Wirtschaftsforum: Wie genau haben Sie die dabei gewonnen Daten nutzen können?

Prof. Dr. med. Hartmut Juhl: Wir haben für jeden Patienten umfassende Analysen der gefrorenen Tumorgewebestücke im Vergleich zum Normalgewebe durchgeführt und dadurch zusammen mit umfassenden klinischen Datenpunkten pro Patient eine globale Datenbank aufbauen können, die nirgendwo anders in dieser Form besteht. Denn keine andere Gendatenbank kann bei den gleichen Patienten eine Verknüpfung zur Analyse von Protein-Signalwegen und anderen Messpunkten herstellen, um die dahinterliegenden biologischen Prozesse wirklich zu verstehen. Nun, da wir diese hervorragende Datenbasis geschaffen und die entsprechenden Analysefähigkeiten entwickelt haben, wollen wir diesen umfassenden Informationsvorrat über verschiedene Patientengruppen, Tumorerkrankungen und Weltregionen hinweg mithilfe Künstlicher Intelligenz und verschiedener bioinformatischer Verfahren besser verstehen lernen. Seit dem Verkauf unseres Service-Geschäfts vor vier Jahren konzentrieren wir uns nun mit all unserer Energie auf dieses Ziel.

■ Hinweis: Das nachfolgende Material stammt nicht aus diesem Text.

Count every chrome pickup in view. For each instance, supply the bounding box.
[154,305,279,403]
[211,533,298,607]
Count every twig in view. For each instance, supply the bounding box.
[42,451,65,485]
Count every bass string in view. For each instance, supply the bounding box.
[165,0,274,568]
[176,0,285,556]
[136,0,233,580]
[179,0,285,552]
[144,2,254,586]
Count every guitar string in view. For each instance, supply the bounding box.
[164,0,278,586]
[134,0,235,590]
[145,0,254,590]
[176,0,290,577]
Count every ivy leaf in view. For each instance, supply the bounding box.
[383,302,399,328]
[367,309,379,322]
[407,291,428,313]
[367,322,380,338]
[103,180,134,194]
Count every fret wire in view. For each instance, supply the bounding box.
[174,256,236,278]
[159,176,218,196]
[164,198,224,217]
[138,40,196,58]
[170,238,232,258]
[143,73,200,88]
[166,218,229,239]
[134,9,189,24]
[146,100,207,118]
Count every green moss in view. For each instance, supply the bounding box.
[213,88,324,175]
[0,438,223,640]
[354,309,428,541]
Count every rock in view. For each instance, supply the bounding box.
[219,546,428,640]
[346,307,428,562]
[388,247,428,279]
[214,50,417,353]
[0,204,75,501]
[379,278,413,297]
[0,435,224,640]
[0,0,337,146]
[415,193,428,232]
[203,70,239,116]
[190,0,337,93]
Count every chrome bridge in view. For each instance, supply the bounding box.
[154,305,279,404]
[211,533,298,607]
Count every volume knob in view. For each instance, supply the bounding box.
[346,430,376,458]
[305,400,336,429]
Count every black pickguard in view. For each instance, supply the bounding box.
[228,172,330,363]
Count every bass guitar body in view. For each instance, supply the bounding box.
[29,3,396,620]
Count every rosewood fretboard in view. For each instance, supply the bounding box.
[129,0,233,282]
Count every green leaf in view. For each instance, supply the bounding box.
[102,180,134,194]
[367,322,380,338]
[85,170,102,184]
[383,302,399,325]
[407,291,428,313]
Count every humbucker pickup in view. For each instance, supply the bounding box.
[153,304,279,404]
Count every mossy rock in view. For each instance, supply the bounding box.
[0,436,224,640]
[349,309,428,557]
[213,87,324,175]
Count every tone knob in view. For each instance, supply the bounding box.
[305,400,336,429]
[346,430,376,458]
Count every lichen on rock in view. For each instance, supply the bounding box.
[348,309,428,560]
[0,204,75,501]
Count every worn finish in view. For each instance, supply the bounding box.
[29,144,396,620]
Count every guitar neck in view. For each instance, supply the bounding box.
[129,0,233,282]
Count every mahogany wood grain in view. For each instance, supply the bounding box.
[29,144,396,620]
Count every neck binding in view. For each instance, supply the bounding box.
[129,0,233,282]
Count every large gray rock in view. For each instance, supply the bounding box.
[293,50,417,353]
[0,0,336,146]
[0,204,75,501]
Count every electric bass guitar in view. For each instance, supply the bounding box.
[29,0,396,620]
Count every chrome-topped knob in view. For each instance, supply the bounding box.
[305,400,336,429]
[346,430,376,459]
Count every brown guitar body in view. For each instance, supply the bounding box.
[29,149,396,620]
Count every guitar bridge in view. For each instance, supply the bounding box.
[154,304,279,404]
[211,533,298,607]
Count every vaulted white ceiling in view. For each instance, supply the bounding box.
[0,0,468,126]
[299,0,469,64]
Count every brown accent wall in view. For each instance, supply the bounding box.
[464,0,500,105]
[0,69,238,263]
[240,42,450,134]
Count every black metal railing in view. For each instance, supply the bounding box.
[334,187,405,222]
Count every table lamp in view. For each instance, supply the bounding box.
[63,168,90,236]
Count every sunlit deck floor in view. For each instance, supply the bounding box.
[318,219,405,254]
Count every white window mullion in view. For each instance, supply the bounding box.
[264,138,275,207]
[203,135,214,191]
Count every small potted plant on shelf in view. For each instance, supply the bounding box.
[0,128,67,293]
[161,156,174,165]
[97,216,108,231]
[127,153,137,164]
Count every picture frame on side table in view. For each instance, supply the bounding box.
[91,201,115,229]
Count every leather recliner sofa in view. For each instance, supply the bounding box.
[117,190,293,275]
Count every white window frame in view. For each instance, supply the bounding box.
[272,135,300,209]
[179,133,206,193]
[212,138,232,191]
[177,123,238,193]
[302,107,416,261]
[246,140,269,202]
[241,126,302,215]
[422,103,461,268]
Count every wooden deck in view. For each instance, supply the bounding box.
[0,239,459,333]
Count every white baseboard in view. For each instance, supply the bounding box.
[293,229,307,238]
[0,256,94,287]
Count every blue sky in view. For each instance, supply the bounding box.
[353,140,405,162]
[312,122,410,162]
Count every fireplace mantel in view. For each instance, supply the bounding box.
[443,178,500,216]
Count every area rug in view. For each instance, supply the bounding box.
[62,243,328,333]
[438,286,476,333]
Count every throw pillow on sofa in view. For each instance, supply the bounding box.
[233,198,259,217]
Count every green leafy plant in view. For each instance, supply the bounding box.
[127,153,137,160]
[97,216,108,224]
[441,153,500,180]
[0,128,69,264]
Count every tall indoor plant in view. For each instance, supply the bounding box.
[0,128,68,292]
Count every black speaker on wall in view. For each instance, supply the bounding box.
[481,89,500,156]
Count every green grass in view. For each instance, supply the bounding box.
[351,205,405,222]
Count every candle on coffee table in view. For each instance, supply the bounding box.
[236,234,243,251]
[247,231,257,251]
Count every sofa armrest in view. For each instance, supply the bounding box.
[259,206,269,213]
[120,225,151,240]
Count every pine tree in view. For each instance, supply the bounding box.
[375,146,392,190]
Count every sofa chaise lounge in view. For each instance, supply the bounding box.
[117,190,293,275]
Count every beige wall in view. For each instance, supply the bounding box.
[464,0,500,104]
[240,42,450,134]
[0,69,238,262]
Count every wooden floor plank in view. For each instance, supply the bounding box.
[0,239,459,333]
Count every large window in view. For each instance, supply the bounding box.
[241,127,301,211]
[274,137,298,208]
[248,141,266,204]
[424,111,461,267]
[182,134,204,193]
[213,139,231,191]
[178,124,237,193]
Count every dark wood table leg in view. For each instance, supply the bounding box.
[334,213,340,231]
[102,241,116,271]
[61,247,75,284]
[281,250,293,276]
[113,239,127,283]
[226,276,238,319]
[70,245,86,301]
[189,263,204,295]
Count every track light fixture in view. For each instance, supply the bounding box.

Wirtschaftsforum: Wie sehen dabei die perspektivischen nächsten Schritte aus?

Prof. Dr. med. Hartmut Juhl: Wir möchten weiter dazu beitragen, dass sehr effektive Wirkstoffe die Marktreife erreichen, und dieses Wirkungsspektrum ferner um eine ebenso effiziente Diagnostik erweitern, damit sämtliche Präparate gezielt und patientenspezifisch eingesetzt werden können. In diesem Zuge wollen wir auch am Aufbau entsprechender Fachzentren mitwirken, in denen die Medizin der Zukunft schon hier und heute gelebt wird. Natürlich verfolgen wir bei Indivumed Therapeutics trotz all unserer intrinsischen Motivation, das Leben von Krebspatientinnen durchgreifend zu verbessern, auch wirtschaftliche Interessen. Wenn man das Krebsproblem auch nur zu einem kleinen Teil löst, stellt sich der kommerzielle Erfolg ganz von selbst ein.